O COLETIVO POR UM MINISTÉRIO PÚBLICO TRANSFORMADOR – TRANSFORMA MP, entidade associativa formada por membros do Ministério Público brasileiro (da União e dos Estados), sem fins lucrativos ou corporativos, na defesa intransigente da CONSTITUIÇÃO e do REGIME DEMOCRÁTICO, vem a público expressar indignação com o despacho do magistrado José Daniel Toaldo, proferido em 12 de agosto de 2019, no qual se declara “suspeito” para atuar em feito criminal (autos n. 0001192-54.2013.8.16.0013) em razão de o Promotor de Justiça da causa ser a pessoa de Jacson Zilio.

Jacson, além de estudioso contumaz (Doutor pela Universidade Pablo de Olavide, de Sevilha/Espanha e Professor da Universidade Federal do Paraná), autor de obras e artigos jurídicos diversos[1], é conhecido por seu conhecimento profundo em importantes temas que dizem respeito à defesa dos direitos humanos, à proteção de pessoas em situação de vulnerabilidade e aos efeitos maléficos da desigualdade social e da extrema concentração de renda que assola regiões como a América Latina.

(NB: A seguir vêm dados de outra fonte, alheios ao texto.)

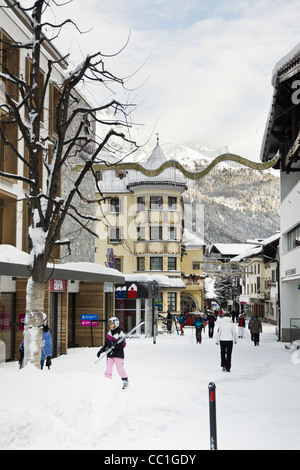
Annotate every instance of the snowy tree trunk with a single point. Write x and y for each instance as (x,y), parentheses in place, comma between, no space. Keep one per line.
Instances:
(33,330)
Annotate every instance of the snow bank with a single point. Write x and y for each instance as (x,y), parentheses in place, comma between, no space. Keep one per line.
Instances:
(73,406)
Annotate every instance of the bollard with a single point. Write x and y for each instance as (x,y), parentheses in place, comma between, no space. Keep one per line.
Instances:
(212,415)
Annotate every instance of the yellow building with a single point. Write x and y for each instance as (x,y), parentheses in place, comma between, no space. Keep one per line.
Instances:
(142,222)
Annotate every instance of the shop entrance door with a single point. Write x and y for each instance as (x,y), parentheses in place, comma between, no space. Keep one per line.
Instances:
(56,323)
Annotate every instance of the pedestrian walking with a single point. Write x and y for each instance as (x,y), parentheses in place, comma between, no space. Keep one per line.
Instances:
(211,320)
(46,347)
(226,335)
(241,326)
(116,355)
(199,324)
(256,329)
(249,326)
(181,321)
(169,321)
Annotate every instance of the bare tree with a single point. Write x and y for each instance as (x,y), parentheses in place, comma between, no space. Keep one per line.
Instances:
(72,134)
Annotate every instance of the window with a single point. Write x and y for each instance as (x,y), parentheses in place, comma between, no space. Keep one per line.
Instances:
(172,301)
(115,235)
(115,205)
(140,233)
(8,218)
(141,203)
(8,142)
(156,264)
(172,203)
(54,111)
(10,58)
(141,264)
(156,202)
(172,264)
(28,74)
(172,233)
(294,238)
(156,233)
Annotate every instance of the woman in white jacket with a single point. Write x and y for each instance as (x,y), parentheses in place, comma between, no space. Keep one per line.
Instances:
(226,335)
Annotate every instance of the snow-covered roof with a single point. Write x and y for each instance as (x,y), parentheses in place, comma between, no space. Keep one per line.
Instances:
(14,262)
(229,249)
(161,279)
(254,251)
(156,159)
(192,241)
(285,68)
(285,61)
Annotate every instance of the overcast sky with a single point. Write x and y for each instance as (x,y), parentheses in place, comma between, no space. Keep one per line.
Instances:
(204,67)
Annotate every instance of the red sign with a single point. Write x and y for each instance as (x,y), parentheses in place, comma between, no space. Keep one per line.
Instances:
(58,285)
(4,321)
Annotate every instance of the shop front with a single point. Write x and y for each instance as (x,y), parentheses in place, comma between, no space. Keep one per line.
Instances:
(134,303)
(73,291)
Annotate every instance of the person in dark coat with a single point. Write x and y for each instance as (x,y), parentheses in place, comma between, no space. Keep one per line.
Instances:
(256,329)
(199,323)
(181,321)
(211,324)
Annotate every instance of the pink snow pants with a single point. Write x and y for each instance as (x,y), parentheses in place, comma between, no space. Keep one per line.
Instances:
(119,361)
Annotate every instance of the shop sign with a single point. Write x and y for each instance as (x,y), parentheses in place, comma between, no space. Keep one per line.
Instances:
(132,290)
(58,285)
(108,287)
(88,320)
(4,321)
(111,262)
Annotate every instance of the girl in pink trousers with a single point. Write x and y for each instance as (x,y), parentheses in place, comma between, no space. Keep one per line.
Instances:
(116,355)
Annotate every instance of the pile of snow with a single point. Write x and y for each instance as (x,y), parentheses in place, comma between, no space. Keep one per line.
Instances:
(73,406)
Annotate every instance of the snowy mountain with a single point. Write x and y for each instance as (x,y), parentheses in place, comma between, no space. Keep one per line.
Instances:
(239,202)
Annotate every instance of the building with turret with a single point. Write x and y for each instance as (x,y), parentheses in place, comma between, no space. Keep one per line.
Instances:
(144,231)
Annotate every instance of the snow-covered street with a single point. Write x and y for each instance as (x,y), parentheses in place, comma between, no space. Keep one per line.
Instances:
(73,406)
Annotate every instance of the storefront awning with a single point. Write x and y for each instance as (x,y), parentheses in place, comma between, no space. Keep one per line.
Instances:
(13,262)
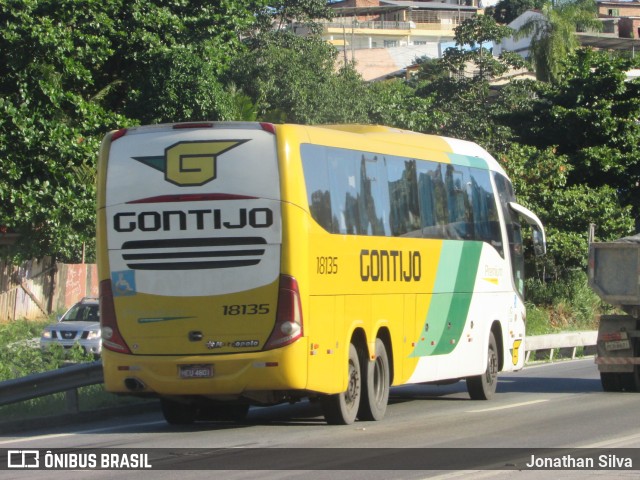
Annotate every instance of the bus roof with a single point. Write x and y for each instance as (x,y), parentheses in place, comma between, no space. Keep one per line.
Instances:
(412,139)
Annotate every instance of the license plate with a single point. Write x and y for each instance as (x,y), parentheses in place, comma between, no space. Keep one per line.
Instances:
(617,345)
(196,371)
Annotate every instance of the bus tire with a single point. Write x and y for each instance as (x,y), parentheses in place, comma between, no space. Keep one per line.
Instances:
(342,408)
(176,413)
(483,387)
(376,384)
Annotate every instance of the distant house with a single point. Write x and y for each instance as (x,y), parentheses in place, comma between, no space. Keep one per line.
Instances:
(384,37)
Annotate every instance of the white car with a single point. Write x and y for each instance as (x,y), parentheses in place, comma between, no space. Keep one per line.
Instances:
(80,324)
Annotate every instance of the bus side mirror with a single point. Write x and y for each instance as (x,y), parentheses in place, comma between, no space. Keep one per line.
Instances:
(539,243)
(539,238)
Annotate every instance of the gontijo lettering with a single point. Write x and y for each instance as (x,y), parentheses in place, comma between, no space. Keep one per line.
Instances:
(200,219)
(390,266)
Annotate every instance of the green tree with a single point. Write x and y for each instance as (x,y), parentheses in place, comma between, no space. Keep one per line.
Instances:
(553,34)
(591,116)
(462,95)
(309,90)
(74,69)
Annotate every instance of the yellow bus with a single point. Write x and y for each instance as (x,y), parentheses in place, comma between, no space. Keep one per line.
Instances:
(252,264)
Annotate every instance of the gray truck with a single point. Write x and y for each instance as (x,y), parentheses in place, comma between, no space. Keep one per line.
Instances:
(614,274)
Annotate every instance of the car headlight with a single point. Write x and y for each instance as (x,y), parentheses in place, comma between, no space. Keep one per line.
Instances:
(93,334)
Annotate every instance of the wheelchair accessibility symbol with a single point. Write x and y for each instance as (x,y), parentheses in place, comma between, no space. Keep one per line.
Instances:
(124,283)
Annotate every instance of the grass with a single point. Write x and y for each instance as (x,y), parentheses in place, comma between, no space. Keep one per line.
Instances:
(20,356)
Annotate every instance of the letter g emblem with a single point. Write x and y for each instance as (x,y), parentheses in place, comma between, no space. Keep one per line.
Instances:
(194,163)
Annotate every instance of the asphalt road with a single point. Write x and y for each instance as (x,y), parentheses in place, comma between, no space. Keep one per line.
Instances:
(559,406)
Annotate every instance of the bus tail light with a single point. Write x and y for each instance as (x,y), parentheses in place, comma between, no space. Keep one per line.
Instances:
(111,337)
(288,327)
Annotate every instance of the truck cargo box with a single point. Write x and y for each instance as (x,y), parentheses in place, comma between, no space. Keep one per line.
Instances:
(614,271)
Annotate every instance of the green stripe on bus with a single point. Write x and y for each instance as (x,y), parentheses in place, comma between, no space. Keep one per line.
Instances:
(448,311)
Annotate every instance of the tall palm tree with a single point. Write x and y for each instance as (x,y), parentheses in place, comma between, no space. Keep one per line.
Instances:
(553,34)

Integrante de uma instituição que tem a difícil missão de zelar pela ordem jurídica e pelo regime democrático (art. 127, da CF), regime este que tem como objetivos primordiais erradicar a pobreza e a marginalização e reduzir as desigualdades sociais (art. 3º, da CF), Jacson embasa sua atuação diária na contenção do poder punitivo estatal, perverso e cruel por natureza, selecionador de pobres e negros que entrarão em sua malha para dela nunca mais sair; destruidor de famílias e comunidades inteiras.

Por isso, Jacson é um profissional de destaque. Não se deixa levar pelo discurso fácil, simples e cego do punitivismo. Discurso que em nada tem contribuído para a diminuição da violência no país. Pelo contrário, tem causado mortes em série cometidas por agentes do Estado (que também são mortos diariamente numa guerra que não é sua) e o encarceramento massivo e em condições sub-humanas da população excluída. Não adere esse vocacionado Promotor de Justiça a discursos que podem ser facilmente ouvidos em programas de televisão policialescos, que só servem para desinformar a população. Para adotar discursos como esse, não há necessidade de realizarmos concursos públicos a fim de selecionar profissionais do direito.

A atitude do juiz (de quem se optará por não fazer nenhuma consideração de caráter pessoal) mostra como parte do Poder Judiciário está apartada da sociedade. Está alheia aos reais problemas da população mais pobre e vulnerável. Mostra como parcela do sistema de justiça não compreendeu seus verdadeiros deveres. Não compreendeu que seu papel é garantir direitos, e não atuar como agentes de segurança pública. Não compreendeu que adotar posições contramajoritárias é que engrandece as instituições jurídicas, e não o contrário.

Episódios lamentáveis como esse mostram como, com a redemocratização do país, deverá ser pensado profundamente esse modelo do sistema de justiça, que seleciona agentes públicos à margem de qualquer debate democrático e que, uma vez ingressos nas carreiras, passam a não prestar contas de seu trabalho a ninguém. Todo poder emana do povo, e não do concurso público em que cidadãos mais bem posicionados na sociedade têm infinitas vantagens sobre a população em geral.

Assim, o COLETIVO TRANSFORMA MP repudia as palavras do magistrado e afirma seu total e irrestrito apoio ao Promotor de Justiça Jacson Luiz Zilio, fazendo votos para que permaneça firme em seu difícil mister, na certeza de que, no futuro, sua luta contra o Estado penal será vitoriosa.